South Africa - Demographics


Historical population
Year Pop. ±%
1900 5,014,000
1910 5,842,000 +16.5%
1920 6,953,000 +19.0%
1930 8,580,000 +23.4%
1940 10,341,000 +20.5%
1950 13,310,000 +28.7%
1960 16,385,000 +23.1%
1970 21,794,000 +33.0%
1980 24,261,000 +11.3%
1990 37,944,000 +56.4%
2000 43,686,000 +15.1%
2010 49,991,300 +14.4%
2011 51,770,560 +3.6%
Map of population density in South Africa
<1 /km2 1–3 /km2 3–10 /km2 10–30 /km2 30–100 /km2 100–300 /km2 300–1000 /km2 1000–3000 /km2 >3000 /km2

South Africa is a nation of about 50 million people of diverse origins, cultures, languages, and religions. The last census was held in 2011. Even though the population of South Africa has increased in the past decade, the country had an annual population growth rate of −0.412% in 2012 (CIA est.), where the birth rate is higher than the death rate but there is a net emigration rate. South Africa is home to an estimated 5 million illegal immigrants, including some 3 million Zimbabweans. A series of anti-immigrant riots occurred in South Africa beginning on 11 May 2008.
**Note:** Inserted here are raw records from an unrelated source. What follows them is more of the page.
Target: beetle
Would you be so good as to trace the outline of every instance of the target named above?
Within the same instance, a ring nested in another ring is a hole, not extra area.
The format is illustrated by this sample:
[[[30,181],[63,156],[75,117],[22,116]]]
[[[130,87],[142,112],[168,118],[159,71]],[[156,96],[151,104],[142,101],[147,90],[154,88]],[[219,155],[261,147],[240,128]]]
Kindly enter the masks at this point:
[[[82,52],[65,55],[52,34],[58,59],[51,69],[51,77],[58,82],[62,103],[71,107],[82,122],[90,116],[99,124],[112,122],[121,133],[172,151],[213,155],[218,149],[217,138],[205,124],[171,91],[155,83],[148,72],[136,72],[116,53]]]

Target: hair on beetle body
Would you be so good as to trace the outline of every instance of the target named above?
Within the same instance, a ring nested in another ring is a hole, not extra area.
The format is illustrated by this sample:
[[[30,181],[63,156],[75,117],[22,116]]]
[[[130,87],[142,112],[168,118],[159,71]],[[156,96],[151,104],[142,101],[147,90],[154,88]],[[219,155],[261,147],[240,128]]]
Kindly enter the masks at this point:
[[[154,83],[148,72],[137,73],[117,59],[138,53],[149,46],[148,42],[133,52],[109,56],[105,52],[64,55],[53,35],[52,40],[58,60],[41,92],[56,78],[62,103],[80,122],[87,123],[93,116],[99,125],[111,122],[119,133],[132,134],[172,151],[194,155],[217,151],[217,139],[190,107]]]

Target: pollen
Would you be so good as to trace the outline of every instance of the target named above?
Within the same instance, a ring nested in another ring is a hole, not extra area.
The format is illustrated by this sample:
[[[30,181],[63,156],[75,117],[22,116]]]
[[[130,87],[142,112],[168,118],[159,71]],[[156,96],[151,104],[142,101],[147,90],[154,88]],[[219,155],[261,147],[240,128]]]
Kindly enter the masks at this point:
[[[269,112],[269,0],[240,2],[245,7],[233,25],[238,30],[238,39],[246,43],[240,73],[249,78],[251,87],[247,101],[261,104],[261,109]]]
Statistics South Africa provided five racial categories by which people could classify themselves, the last of which, "unspecified/other" drew negligible responses, and these results were omitted. The 2010 midyear estimated figures for the other categories were Black African at 79.4%, White at 9.2%, Coloured at 8.8%, and Indian or Asian at 2.6%. The first census in South Africa in 1911 showed that whites made up 22% of the population; it declined to 16% in 1980.
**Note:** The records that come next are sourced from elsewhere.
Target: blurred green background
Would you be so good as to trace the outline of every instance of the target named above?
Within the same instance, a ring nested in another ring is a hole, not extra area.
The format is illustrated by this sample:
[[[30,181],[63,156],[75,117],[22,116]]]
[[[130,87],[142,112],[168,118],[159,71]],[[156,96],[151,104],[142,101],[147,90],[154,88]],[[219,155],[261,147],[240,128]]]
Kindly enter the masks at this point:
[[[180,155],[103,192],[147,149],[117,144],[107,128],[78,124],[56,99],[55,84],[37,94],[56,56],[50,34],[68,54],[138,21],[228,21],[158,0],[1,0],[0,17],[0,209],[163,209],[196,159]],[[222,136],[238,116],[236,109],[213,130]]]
By far the major part of the population classified itself as African or black, but it is not culturally or linguistically homogeneous. Major ethnic groups include the Zulu, Xhosa, Basotho (South Sotho), Bapedi (North Sotho), Venda, Tswana, Tsonga, Swazi and Ndebele, all of which speak Bantu languages.

The Coloured population is mainly concentrated in the Cape region, and come from a combination of ethnic backgrounds including White, Khoi, San, Griqua, Chinese and Malay.
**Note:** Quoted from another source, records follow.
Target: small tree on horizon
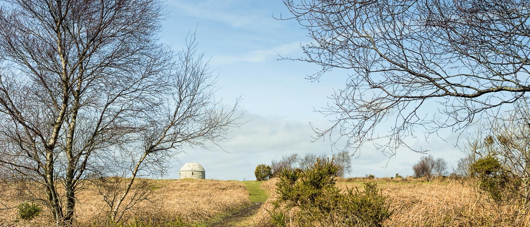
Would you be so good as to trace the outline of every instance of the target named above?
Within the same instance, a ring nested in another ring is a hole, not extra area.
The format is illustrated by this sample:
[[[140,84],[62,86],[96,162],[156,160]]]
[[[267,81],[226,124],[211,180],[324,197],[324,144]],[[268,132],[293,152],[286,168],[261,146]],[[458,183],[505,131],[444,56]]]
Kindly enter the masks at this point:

White South Africans are descendants of Dutch, German, French Huguenots, English and other European and Jewish settlers. Culturally and linguistically, they are divided into the Afrikaners, who speak Afrikaans, and English-speaking groups. The white population has been on the decrease due to a low birth rate and emigration; as a factor in their decision to emigrate, many cite the high crime rate and the affirmative action policies of the government. Since 1994, approximately 440,000 white South Africans have permanently emigrated. Despite high emigration levels, a few immigrants from Europe have settled in the country. By 2005, an estimated 212,000 British citizens were residing in South Africa. By 2011, this number may have grown to 500,000. Some white Zimbabwean emigrated to South Africa. Some of the more nostalgic members of the community are known in popular culture as "Whenwes", because of their nostalgia for their lives in Rhodesia "when we were in Rhodesia".

The Indian population came to South Africa as indentured labourers to work in the sugar plantations in Natal in the late 19th and early 20th century. They came from different parts of the Indian subcontinent, adhered to different religions and spoke different languages. Serious riots in Durban between Indians and Zulus erupted in 1949. There is also a significant group of Chinese South Africans (approximately 100,000 individuals) and Vietnamese South Africans (approximately 50,000 individuals). In 2008, the Pretoria High Court has ruled that Chinese South Africans who arrived before 1994 are to be reclassified as Coloureds. As a result of this ruling, about 12,000–15,000 ethnically Chinese citizens who arrived before 1994, numbering 3%–5% of the total Chinese population in the country, will be able to benefit from government BEE policies.

South Africa hosts a sizeable refugee and asylum seeker population. According to the World Refugee Survey 2008, published by the U.S. Committee for Refugees and Immigrants, this population numbered approximately 144,700 in 2007. Groups of refugees and asylum seekers numbering over 10,000 included people from Zimbabwe (48,400), The Democratic Republic of the Congo (24,800), and Somalia (12,900). These populations mainly lived in Johannesburg, Pretoria, Durban, Cape Town, and Port Elizabeth. Many refugees have now also started to work and live in rural areas in provinces such as Mpumalanga, KwaZulu-Natal and the Eastern Cape.